Still-from-The-Moth-Collectives-Global-Canopy-Programme-Film-Forest-500

Continuing their quest to help save the planet one film at a time, the Moth Collective are back with another film (their third) for tropical-forest think-tank – the Global Canopy Programme. It’s another impressive piece of animation (we don’t expect anything less from the Moth team) with a strong subject and another film that truly shows the power of the medium when it comes to conveying a message. The Mothletes took 5-minutes from their busy schedule (they’ve also just finished work on this splendid website for the Climate Reality Project) to explain why this film is different from their other Global Canopy Programme shorts and explain the importance of the project.

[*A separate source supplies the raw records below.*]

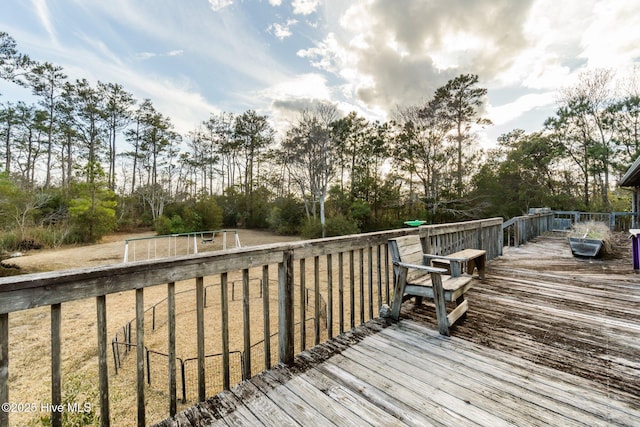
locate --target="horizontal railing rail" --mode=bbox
[553,211,640,231]
[0,218,503,426]
[502,212,554,247]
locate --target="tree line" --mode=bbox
[0,32,640,254]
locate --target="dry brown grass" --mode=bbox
[9,230,384,426]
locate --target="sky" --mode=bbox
[0,0,640,145]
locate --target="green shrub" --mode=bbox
[300,215,360,239]
[325,215,360,237]
[153,215,171,236]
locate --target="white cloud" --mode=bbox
[580,1,640,68]
[267,19,298,40]
[487,92,555,126]
[209,0,233,12]
[291,0,319,15]
[32,0,56,42]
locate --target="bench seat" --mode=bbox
[424,249,487,280]
[389,235,486,336]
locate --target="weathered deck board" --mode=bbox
[162,238,640,426]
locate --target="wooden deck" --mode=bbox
[156,237,640,426]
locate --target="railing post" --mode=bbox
[242,268,251,380]
[278,250,294,364]
[262,265,271,369]
[0,313,9,426]
[96,295,111,427]
[51,304,62,427]
[196,276,207,402]
[167,282,178,417]
[180,359,188,403]
[136,288,148,427]
[220,273,230,392]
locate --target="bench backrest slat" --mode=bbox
[389,235,425,282]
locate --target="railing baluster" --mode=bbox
[0,313,9,426]
[262,265,271,369]
[349,250,356,329]
[384,243,395,304]
[242,268,251,380]
[338,252,344,334]
[358,248,364,324]
[96,295,111,427]
[327,254,333,338]
[51,304,62,427]
[220,273,231,390]
[299,258,307,351]
[278,250,294,365]
[136,288,146,427]
[367,246,373,319]
[196,277,207,402]
[167,282,178,417]
[313,255,320,345]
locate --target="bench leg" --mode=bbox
[391,267,407,321]
[456,294,468,319]
[431,273,449,336]
[476,256,486,280]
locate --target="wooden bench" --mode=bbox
[424,249,487,280]
[389,235,484,336]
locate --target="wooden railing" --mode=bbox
[0,218,502,426]
[502,212,554,247]
[553,211,640,231]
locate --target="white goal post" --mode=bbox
[123,230,240,263]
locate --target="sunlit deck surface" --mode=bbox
[156,237,640,426]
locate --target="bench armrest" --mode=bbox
[393,261,447,274]
[422,254,469,262]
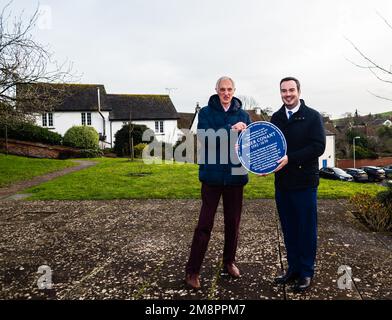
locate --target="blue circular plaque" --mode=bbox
[237,121,287,174]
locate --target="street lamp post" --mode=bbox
[353,137,361,169]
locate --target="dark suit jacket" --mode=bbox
[271,99,325,191]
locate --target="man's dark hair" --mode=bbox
[279,77,301,91]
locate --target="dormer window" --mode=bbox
[82,112,91,126]
[42,112,53,127]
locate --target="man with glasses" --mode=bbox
[185,77,250,289]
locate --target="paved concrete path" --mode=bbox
[0,160,97,200]
[0,200,392,300]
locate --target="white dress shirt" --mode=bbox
[285,101,301,119]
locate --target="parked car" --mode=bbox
[320,167,353,181]
[359,166,385,181]
[383,164,392,178]
[345,168,369,182]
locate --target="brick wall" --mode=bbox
[0,139,80,159]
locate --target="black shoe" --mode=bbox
[274,272,299,284]
[293,277,312,293]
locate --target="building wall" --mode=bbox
[319,135,336,168]
[36,111,110,142]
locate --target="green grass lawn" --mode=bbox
[23,158,384,200]
[0,153,77,187]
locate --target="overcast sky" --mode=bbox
[6,0,392,117]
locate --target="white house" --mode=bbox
[29,84,179,147]
[319,130,336,168]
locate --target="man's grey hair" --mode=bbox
[215,76,235,90]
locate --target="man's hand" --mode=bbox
[231,122,247,132]
[274,155,289,172]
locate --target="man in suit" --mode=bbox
[271,77,325,292]
[185,77,250,289]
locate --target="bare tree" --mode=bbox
[0,2,73,125]
[346,12,392,101]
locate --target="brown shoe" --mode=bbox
[185,273,200,290]
[223,263,241,278]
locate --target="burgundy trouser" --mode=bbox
[186,183,244,274]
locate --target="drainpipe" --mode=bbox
[97,88,106,142]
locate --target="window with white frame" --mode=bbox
[155,121,165,133]
[82,112,91,126]
[42,112,53,127]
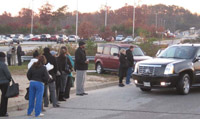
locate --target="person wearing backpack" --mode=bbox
[0,52,12,117]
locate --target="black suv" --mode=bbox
[133,44,200,95]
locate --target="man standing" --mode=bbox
[75,41,89,96]
[17,42,22,66]
[126,46,134,84]
[7,44,12,66]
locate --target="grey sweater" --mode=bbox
[0,59,12,82]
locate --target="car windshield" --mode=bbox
[120,47,144,56]
[158,46,196,59]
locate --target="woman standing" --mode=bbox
[57,48,72,101]
[0,52,12,117]
[27,55,50,117]
[61,46,74,99]
[119,49,128,87]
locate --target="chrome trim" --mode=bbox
[139,64,162,67]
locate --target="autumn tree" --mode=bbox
[79,22,95,39]
[39,2,53,25]
[19,8,32,26]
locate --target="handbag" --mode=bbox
[0,79,9,85]
[5,79,19,98]
[24,87,29,100]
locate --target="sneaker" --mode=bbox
[119,83,125,87]
[38,113,44,117]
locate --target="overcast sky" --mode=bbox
[0,0,200,15]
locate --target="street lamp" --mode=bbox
[31,0,34,34]
[76,0,78,42]
[105,0,108,27]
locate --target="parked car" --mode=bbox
[115,35,124,41]
[68,35,80,42]
[57,34,68,43]
[13,34,24,43]
[95,44,151,74]
[133,44,200,95]
[40,34,51,41]
[105,36,115,42]
[23,34,34,41]
[50,35,59,42]
[31,35,40,41]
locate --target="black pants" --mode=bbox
[64,76,72,99]
[7,54,11,66]
[0,84,9,116]
[17,55,22,66]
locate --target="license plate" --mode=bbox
[144,82,151,87]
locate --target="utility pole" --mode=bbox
[132,0,135,38]
[76,0,78,42]
[156,13,158,32]
[105,0,108,27]
[31,0,34,34]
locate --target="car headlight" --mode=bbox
[134,63,139,73]
[164,64,174,74]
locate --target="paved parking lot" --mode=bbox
[6,85,200,119]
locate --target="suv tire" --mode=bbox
[176,74,190,95]
[96,63,103,74]
[140,88,151,92]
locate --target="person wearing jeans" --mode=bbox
[126,46,134,84]
[27,55,50,117]
[75,41,89,96]
[0,52,12,117]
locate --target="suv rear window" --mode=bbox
[103,46,110,55]
[97,46,103,54]
[110,47,119,55]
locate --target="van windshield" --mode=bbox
[158,46,196,59]
[121,47,144,56]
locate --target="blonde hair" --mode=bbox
[119,48,126,54]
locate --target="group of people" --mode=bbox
[0,41,89,117]
[119,46,134,87]
[7,42,24,66]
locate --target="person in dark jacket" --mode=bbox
[57,48,72,101]
[126,46,134,84]
[0,52,12,117]
[27,55,50,117]
[119,49,128,87]
[75,41,89,96]
[43,47,59,107]
[17,42,22,66]
[61,46,74,99]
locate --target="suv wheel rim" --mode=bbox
[97,64,101,74]
[183,77,190,94]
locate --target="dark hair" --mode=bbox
[0,52,6,58]
[33,55,47,68]
[33,50,39,58]
[60,46,70,55]
[129,45,134,49]
[43,47,50,54]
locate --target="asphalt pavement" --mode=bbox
[4,85,200,119]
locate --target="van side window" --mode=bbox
[110,47,119,55]
[103,46,110,55]
[97,46,103,54]
[197,49,200,57]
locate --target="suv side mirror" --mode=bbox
[113,53,119,57]
[193,56,200,63]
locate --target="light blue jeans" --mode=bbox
[27,81,44,117]
[126,67,133,84]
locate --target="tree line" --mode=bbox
[0,3,200,38]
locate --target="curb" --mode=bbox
[8,81,118,112]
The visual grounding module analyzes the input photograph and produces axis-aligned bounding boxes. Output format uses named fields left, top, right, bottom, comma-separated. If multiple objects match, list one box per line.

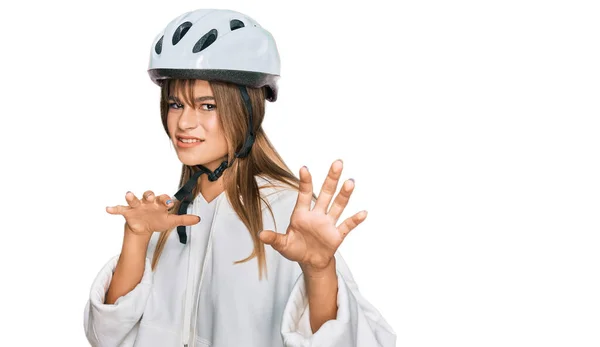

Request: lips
left=176, top=138, right=204, bottom=148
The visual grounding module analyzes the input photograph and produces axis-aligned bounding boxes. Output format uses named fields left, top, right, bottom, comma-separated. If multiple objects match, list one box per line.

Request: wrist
left=300, top=257, right=337, bottom=280
left=123, top=225, right=152, bottom=253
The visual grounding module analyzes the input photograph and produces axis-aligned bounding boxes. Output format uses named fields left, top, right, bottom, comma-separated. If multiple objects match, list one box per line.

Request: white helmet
left=148, top=9, right=280, bottom=101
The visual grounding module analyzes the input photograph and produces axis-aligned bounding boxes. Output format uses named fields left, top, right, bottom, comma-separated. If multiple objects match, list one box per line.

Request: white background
left=0, top=0, right=600, bottom=347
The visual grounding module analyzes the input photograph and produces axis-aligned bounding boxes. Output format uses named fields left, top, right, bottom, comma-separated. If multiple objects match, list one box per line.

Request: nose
left=178, top=105, right=198, bottom=129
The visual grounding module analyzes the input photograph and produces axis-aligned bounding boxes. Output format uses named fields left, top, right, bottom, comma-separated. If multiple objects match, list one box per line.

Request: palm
left=260, top=161, right=366, bottom=269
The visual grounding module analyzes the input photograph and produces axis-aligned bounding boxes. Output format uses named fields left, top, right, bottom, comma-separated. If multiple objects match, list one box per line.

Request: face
left=167, top=80, right=227, bottom=171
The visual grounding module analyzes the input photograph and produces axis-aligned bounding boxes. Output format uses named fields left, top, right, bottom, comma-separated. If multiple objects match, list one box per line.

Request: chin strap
left=175, top=86, right=256, bottom=244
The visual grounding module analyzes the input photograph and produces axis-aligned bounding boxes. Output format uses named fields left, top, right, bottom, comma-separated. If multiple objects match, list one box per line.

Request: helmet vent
left=192, top=29, right=217, bottom=53
left=154, top=35, right=165, bottom=54
left=173, top=22, right=192, bottom=46
left=229, top=19, right=245, bottom=31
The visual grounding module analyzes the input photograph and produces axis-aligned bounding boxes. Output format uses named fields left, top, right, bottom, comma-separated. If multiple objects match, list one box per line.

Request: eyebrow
left=168, top=95, right=215, bottom=103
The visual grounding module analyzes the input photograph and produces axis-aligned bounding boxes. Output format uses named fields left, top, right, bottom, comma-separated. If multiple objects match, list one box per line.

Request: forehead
left=169, top=80, right=213, bottom=99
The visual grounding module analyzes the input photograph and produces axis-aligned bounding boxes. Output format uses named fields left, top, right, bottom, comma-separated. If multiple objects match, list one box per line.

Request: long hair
left=152, top=79, right=316, bottom=279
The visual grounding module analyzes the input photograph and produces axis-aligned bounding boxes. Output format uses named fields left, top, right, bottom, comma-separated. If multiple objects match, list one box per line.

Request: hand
left=106, top=190, right=200, bottom=236
left=259, top=160, right=367, bottom=271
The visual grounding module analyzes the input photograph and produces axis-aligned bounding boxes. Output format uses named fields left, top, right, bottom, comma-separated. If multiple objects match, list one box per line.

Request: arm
left=84, top=224, right=153, bottom=347
left=281, top=252, right=396, bottom=347
left=300, top=258, right=338, bottom=333
left=105, top=223, right=150, bottom=305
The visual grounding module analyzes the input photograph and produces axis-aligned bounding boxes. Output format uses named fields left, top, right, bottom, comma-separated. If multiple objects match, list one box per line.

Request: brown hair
left=152, top=79, right=316, bottom=279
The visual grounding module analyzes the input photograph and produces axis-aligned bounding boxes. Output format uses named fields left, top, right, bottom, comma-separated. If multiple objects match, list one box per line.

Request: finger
left=294, top=166, right=313, bottom=211
left=313, top=159, right=343, bottom=213
left=329, top=178, right=354, bottom=223
left=167, top=213, right=200, bottom=227
left=156, top=194, right=173, bottom=207
left=106, top=205, right=131, bottom=214
left=338, top=211, right=367, bottom=239
left=258, top=230, right=287, bottom=251
left=125, top=192, right=141, bottom=207
left=142, top=190, right=156, bottom=202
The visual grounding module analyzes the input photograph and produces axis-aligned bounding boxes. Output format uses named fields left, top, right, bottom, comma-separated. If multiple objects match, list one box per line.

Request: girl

Forest 500 is the third film we’ve made for the Global Canopy Programme, after Amazonia Security Agenda in 2014 and Planet Under Pressure earlier this year. Forest 500 is the world’s first ratings agency for rainforests. It tracks how key companies, investors and governments are performing in the race to remove deforestation from global supply chains.

The difference between this film and the other two is that this one has a wider target audience, calling people to take notice of their everyday life, and how the way they lead it and the products they use affect deforestation and, as a wider consequence, climate change. For this film we had a shorter running time to work with, which allowed us to play with a snappier edit, something we really enjoyed. We also took it as an opportunity to try techniques and programs we had not worked with before, giving ourselves a new challenge. Colour-wise, we wanted to use a palette that was dynamic and vibrant, but that still felt nostalgic and organic. We achieved the latter by using cardboard textures, as well as a ‘screenprint’ look, which helped to tie all the shots together, some of them being more vector and some of them being more hand-drawn.

Oswald Skillbard who worked on the sound design (and has also worked with DN-featured directors Joe Bichard and Nicholas Ménard), used wood only to create all the sound effects for the film, a limitation which allowed for creativity and which we thought was of course very fitting for the nature of the film.

We are working on several projects at the moment, some commercial, some connected to documentary feature film collaborations, and our studio film too for the LNWC.